Sopoanga came to power with the slimmest margin of victory—eight votes to seven, and he heralded his leadership qualities in 2003 by asserting he was fulfilling his campaign promises. He exudes confidence—in November 2002, Sopoanga stated "I feel secure even with the majority of one seat. That one is a very solid one indeed. This government will last the next four years." He is also pragmatic— Sopoanga believes in working with the opposition in what he terms the "consultation process." This strategy is one that might keep him in office and guarantee Tuvalu's political stability.
Sopoanga outlines four main issues facing Tuvalu: first, he envisions plans for a referendum on Tuvalu's potential status as a republic; second, he wishes to review a local government act incorporating a traditional system of providing communal services; third, to work for the decentralization of industries
and development; and fourth, to confront the issue of urbanization and the development of Funafuti as the nation's capital. Although Sopoanga is firm in pursuing his goals, he also recognizes that he needs to work on improving the telecommunications industry and electrical links on the islands. Power has been irregular on the islands, and there are occasional blackouts.
Sopoanga has established community fishing centers on each of Tuvalu's islands, in an attempt to improve the cash economies of the islands. The centers buy fish from the islanders and sell it to other islanders, with the remainder going to the capital.

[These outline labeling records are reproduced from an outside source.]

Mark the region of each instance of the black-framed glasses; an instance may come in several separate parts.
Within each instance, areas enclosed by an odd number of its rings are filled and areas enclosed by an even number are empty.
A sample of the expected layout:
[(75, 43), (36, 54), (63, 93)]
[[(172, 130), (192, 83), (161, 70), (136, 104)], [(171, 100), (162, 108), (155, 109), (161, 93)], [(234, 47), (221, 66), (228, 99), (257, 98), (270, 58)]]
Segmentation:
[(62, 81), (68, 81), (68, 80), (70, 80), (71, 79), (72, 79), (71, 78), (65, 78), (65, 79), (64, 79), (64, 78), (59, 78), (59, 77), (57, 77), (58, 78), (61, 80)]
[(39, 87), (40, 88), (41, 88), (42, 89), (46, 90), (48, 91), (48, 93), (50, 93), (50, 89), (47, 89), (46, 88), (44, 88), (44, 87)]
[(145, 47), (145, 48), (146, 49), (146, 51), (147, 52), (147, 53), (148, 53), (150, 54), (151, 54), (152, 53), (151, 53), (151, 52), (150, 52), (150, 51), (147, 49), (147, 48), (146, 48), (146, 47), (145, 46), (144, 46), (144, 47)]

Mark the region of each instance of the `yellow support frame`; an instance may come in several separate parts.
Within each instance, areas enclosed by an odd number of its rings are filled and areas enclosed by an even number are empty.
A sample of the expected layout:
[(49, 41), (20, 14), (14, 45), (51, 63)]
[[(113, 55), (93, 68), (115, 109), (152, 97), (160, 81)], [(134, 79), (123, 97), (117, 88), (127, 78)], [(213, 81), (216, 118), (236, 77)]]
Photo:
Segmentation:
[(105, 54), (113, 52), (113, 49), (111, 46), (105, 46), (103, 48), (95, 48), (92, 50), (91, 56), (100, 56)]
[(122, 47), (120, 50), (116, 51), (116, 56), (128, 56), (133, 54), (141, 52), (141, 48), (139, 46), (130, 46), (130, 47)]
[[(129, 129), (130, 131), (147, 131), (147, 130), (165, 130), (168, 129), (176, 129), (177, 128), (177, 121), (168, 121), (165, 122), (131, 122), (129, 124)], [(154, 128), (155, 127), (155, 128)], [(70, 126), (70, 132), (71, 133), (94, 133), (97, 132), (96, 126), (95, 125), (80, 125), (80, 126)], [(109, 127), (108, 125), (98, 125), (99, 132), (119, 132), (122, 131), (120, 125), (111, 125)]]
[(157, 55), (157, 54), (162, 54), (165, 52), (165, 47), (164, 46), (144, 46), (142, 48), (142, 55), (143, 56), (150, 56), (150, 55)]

Sopoanga is in favor of Tuvalu becoming a republic. He has said that the change in government would stabilize Tuvalu, because the people and not Parliament would choose the nation's leader. He asserted that Tuvalu would not leave the Commonwealth, however.
In 2002, former prime minister Talake hired two legal firms—one in Australia and one in the United States—to explore the feasibility of taking legal action against the industrialized nations most contributing to the greenhouse emissions and the resulting rise in sea levels. Sopoanga continued this policy, and at the UN's World Summit for Sustainable Development in Johannesburg, South Africa, held in September 2002, Tuvalu attempted to rally other states to join in its plans to take the United States and Australia to the World Court over their greenhouse gas emissions.